Fragment Reuse Index¶
The Fragment Reuse Index is an internal index used to optimize fragment operations during compaction and dataset updates.
When data modifications happen against a Lance table, it could trigger compaction and index optimization at the same time to improve data layout and index coverage. By default, compaction will remap all indices at the same time to prevent read regression. This means both compaction and index optimization could modify the same index and cause one process to fail. Typically, the compaction would fail because it has to modify all indices and takes longer, resulting in table layout degrading over time.
Fragment Reuse Index allows a compaction to defer the index remap process. Suppose a compaction removes fragments A and B and produces C. At query runtime, it reuses the old fragments A and B by updating the row addresses related to A and B in the index to the latest ones in C. Because indices are typically cached in memory after initial load, the in-memory index is up to date after the fragment reuse application process.
Index Details¶
message FragmentReuseIndexDetails {
oneof content {
// if < 200KB, store the content inline, otherwise store the InlineContent bytes in external file
InlineContent inline = 1;
ExternalFile external = 2;
}
message InlineContent {
repeated Version versions = 1;
}
message FragmentDigest {
uint64 id = 1;
uint64 physical_rows = 2;
uint64 num_deleted_rows = 3;
}
// A summarized version of the RewriteGroup information in a Rewrite transaction
message Group {
// A roaring treemap of the changed row addresses.
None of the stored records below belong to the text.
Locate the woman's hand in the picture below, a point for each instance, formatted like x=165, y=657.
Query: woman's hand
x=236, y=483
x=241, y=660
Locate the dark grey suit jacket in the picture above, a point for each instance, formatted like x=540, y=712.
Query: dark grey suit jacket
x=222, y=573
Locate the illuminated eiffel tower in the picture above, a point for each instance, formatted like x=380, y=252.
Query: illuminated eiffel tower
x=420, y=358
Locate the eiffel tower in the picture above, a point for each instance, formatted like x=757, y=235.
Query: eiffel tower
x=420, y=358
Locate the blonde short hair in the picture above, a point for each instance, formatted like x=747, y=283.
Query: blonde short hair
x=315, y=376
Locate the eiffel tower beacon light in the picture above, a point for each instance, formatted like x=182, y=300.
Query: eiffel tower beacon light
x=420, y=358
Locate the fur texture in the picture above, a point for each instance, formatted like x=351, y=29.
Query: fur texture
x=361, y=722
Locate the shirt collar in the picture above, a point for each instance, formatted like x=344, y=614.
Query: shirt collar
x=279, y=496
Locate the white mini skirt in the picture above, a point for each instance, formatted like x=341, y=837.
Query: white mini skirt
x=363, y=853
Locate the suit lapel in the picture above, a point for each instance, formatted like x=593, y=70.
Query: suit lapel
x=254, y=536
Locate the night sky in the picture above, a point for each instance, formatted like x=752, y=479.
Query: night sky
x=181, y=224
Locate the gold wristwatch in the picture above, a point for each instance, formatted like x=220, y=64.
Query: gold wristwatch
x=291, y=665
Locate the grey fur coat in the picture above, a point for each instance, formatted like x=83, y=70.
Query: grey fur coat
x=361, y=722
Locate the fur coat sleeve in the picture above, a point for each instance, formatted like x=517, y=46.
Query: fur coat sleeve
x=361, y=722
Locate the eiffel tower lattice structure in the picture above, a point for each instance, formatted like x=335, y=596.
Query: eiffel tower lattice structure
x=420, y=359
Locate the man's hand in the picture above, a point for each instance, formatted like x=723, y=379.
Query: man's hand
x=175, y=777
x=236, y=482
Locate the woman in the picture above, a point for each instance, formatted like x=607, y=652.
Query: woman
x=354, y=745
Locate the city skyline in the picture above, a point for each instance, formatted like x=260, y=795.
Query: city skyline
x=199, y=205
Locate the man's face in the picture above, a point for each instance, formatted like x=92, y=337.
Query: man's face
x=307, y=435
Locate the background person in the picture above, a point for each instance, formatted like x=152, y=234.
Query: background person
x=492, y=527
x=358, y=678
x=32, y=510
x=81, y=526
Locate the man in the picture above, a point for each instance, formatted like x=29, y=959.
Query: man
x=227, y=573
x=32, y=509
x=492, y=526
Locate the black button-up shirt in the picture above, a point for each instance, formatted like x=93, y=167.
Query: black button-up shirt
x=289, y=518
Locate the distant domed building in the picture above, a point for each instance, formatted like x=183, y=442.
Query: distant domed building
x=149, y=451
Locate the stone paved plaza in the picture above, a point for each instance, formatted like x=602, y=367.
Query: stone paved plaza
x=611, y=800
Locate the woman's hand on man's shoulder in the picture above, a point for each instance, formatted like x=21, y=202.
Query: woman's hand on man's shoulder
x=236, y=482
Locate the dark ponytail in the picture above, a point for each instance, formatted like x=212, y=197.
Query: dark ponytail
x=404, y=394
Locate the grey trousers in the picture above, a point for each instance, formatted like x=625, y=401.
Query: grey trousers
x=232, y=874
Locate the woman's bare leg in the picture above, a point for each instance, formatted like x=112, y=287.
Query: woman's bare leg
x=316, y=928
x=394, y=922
// When combined with the old fragment IDs and new fragment IDs,
// it can recover the full mapping of old row addresses to either new row addresses or deleted.
// this mapping can then be used to remap indexes or satisfy index queries for the new unindexed fragments.
bytes changed_row_addrs = 1;
repeated FragmentDigest old_fragments = 2;
repeated FragmentDigest new_fragments = 3;
}
message Version {
// The dataset_version at the time the index adds this version entry
uint64 dataset_version = 1;
repeated Group groups = 3;
}
}
Expected Use Pattern¶
Fragment Reuse Index should be created if the user defers index remap in compaction. The index accumulates a new reuse version every time a compaction is executed.
As long as all the scalar and vector indices are created after the specific reuse version, the indices are all caught up and the specific reuse version can be trimmed.
It is expected that the user schedules an additional process to trim the index periodically to keep the list of reuse versions in control.